Some accuse a deliberate set of policies implemented by the Soviet Union under Stalin in order to eliminate Ukrainians. Stephen G. Wheatcroft, a historian explained that, the Soviet Union’s grain yield prior to the famine was a low harvest of between 55 and 60 million tons, possibly due to bad weather and limited mechanical power.
The Spikelets Law
The “Decree About the Protection of Socialist Property,” dubbed the “Law of Spikelets” by farmers, became law on August 7, 1932. The objectives of the laws was to defend the kolkhoz collective farms’ property. The Law of Spikelets got its name because, it permitted persons to be penalized for collecting surplus grains from fields. More than 200,000 persons were convicted under this statute.
In a letter to Lazar Kaganovich in September 1932, shortly before Kaganovich and Vyacheslav Molotov appointments as heads of special commissions, Joseph Stalin urged Kaganovich to oversee procurement of grains in Ukraine and Kuban, a region populated primarily by ethnic Ukrainians at the time, and told Kaganovich to compelled Ukrainian into absolute compliance.
There was a thorough eliminating of Communist Party officials at all stages throughout Ukraine.

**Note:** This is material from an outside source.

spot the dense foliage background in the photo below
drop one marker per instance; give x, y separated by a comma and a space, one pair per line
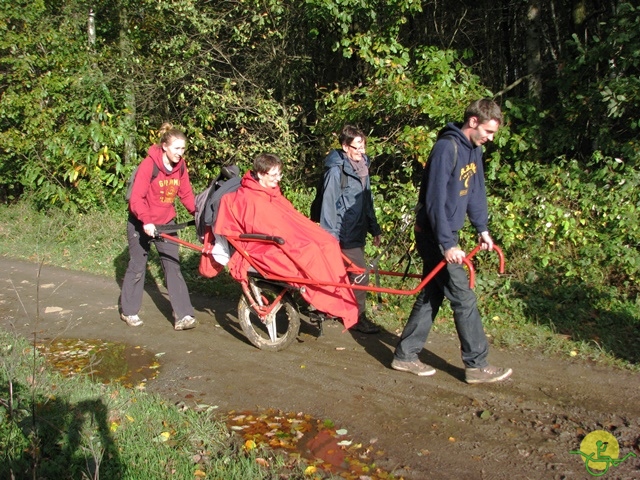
85, 84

According to Oleh Wolowyna, 390 “anti-Soviet, counter-revolutionary insurgent, and chauvinist” factions collapsed, resulting in 37,797 arrests, 719 deaths, 8,003 others deported to Gulag prisons, and 2,728 persons sent into internal exile.
In the first ten months of 1933, 120,000 people in Ukraine were assessed in a top-to-bottom cleansing of the Communist party, with 23% of them being eliminated, as perceived class unfriendly forces.
The Soviet Union consistently denied that the famine had occurred. The NKVD (and later the KGB) overseen the archives during the Holodomor time frame and hesitantly made key data public.
The actual number of fatalities is a mystery, and it is probably difficult to determine even within a hundred thousand. However, by the end of 1933, millions of people had perished of starvation or other causes in the Soviet republics.
Based on a variety of official statistics, historian Stephen G. Wheatcroft observed in 2001 that official death figures for that time were deliberately suppressed and that many fatalities went unreported.
Experts believe that, the increase in population among Russian speaking Ukrainians, in the four Ukraine border regions with Russia, got it’s traces to the famine genocide. The reason has been that, due to the excess death of the ethnic Ukrainians in the rural borders, during the genocide, Russians began to settle in these regions. These regions have now grown to be known as the majority Russian speaking Ukrainians.